COMPARISON OF YEARS DECEMBER 31, 1996 AND DECEMBER 31, 1995
General
The Company's net income decreased $749,524 to $1,040,641 for the
year ended December 31, 1996, as compared to $1,790,165 for the year
ended December 31, 1995, representing a 41.9% decrease. This
decrease was primarily due to an increase in claims expenses of
$3,120,623 which was offset by an increase of $2,912,418 in total
revenues and a $284,000 decrease in income taxes.
Revenues
Total revenues increased $2,912,418, or 9.5%, for the year ended
December 31, 1996, as compared to December 31, 1995. Revenues from
net premiums generated by the health maintenance organization
increased $2,044,586. This increase is attributable to a 23.1%
increase in the number of enrollees for the year ended December 31,
1996, as compared to December 31, 1995, and a 2.1% increase in the
premiums earned per enrollee.
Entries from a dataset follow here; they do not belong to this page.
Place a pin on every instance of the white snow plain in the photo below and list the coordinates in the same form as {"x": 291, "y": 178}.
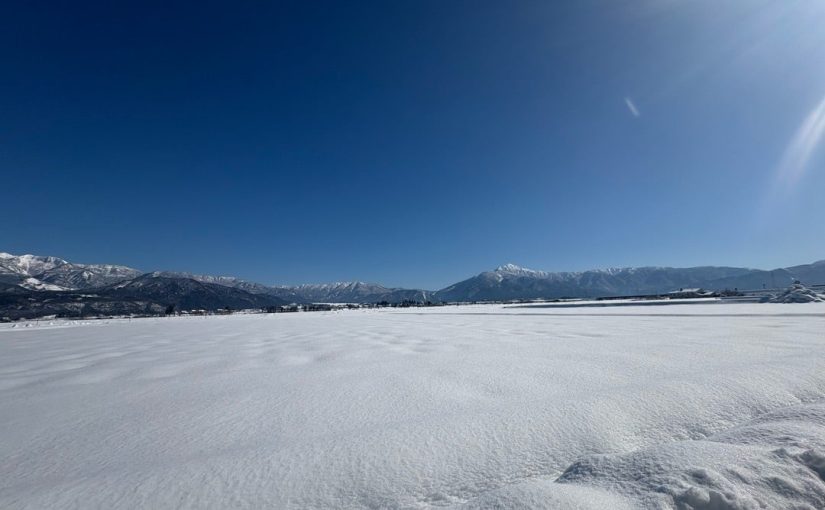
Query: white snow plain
{"x": 685, "y": 406}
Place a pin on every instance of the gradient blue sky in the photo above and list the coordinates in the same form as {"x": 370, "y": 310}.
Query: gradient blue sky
{"x": 413, "y": 143}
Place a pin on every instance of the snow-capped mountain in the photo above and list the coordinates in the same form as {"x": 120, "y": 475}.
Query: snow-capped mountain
{"x": 31, "y": 281}
{"x": 226, "y": 281}
{"x": 36, "y": 272}
{"x": 510, "y": 282}
{"x": 350, "y": 292}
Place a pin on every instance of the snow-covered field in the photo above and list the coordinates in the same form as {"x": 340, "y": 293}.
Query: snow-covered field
{"x": 683, "y": 406}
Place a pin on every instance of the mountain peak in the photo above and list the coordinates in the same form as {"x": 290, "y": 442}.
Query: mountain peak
{"x": 513, "y": 268}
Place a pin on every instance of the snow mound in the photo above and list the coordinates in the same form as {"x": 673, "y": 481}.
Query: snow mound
{"x": 798, "y": 293}
{"x": 774, "y": 461}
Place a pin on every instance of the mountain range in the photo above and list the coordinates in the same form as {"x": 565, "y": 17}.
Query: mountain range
{"x": 32, "y": 285}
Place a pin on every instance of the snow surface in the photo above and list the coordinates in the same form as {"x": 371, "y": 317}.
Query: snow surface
{"x": 798, "y": 293}
{"x": 699, "y": 406}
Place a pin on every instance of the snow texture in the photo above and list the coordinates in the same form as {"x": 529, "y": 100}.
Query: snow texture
{"x": 703, "y": 406}
{"x": 798, "y": 293}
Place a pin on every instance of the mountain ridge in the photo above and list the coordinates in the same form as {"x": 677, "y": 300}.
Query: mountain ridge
{"x": 34, "y": 273}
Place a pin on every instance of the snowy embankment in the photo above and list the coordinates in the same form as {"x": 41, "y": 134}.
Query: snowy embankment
{"x": 700, "y": 406}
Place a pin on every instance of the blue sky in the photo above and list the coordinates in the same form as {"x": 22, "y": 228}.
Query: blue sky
{"x": 413, "y": 143}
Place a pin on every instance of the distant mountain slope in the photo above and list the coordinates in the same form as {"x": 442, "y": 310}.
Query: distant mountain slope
{"x": 52, "y": 273}
{"x": 23, "y": 275}
{"x": 351, "y": 292}
{"x": 187, "y": 294}
{"x": 511, "y": 282}
{"x": 147, "y": 294}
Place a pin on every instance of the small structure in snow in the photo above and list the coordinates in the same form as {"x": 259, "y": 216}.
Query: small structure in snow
{"x": 690, "y": 293}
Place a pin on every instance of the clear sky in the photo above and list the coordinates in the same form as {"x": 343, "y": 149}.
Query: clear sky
{"x": 413, "y": 143}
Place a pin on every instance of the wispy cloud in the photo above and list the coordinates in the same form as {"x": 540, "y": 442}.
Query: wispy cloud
{"x": 802, "y": 145}
{"x": 632, "y": 107}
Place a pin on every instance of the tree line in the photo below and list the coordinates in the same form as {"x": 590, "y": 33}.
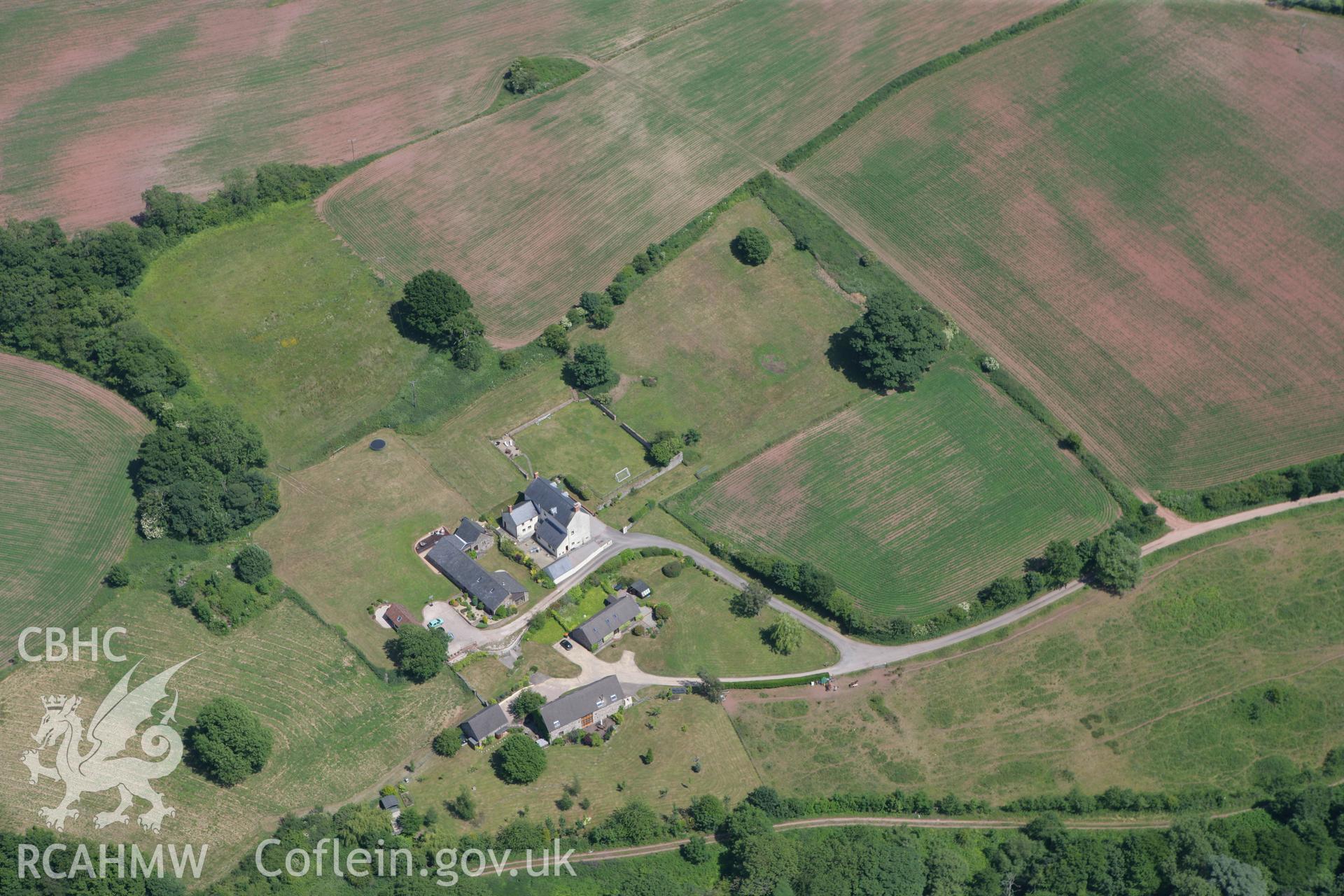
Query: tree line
{"x": 1289, "y": 844}
{"x": 1292, "y": 484}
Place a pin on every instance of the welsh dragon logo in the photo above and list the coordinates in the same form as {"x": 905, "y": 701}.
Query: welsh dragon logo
{"x": 92, "y": 762}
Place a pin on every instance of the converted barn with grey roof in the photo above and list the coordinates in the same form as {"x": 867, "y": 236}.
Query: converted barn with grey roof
{"x": 600, "y": 629}
{"x": 584, "y": 707}
{"x": 492, "y": 589}
{"x": 491, "y": 720}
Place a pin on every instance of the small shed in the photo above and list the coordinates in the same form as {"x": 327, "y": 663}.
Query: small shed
{"x": 398, "y": 615}
{"x": 489, "y": 720}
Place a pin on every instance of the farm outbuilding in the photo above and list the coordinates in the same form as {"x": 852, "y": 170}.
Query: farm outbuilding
{"x": 397, "y": 615}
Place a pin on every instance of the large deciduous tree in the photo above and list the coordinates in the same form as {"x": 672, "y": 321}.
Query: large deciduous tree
{"x": 590, "y": 367}
{"x": 420, "y": 653}
{"x": 1117, "y": 562}
{"x": 519, "y": 761}
{"x": 895, "y": 340}
{"x": 227, "y": 742}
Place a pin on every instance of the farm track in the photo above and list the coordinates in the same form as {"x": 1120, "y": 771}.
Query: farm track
{"x": 859, "y": 656}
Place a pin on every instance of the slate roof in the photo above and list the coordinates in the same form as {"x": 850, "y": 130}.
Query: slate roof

The increase in revenue per enrollee
was in line with national averages. The increase in enrollees was
primarily due to an emphasis on small group (2 to 50 employees)
business and competitive rates in relation to the local marketplace.
Revenues from the third party administration fees increased by
$763,043 as the Company's subsidiaries increased the number of
enrollees participating in these plans. Net investment income
increased $62,481 due primarily to an increase in the amount of
assets invested.
South Dakota's Own DAKOTACARE 26
<PAGE>
MANAGEMENT DISCUSSION AND ANALYSIS OF FINANCIAL CONDITION AND
RESULTS OF OPERATIONS (cont.)
Operating Expenses
Total operating expenses increased $3,926,989, or 14.1%, for the year
ended December 31, 1996, as compared to December 31, 1995. This was
due to an increase in claims incurred, personnel expense,
professional fees expense, and office expense.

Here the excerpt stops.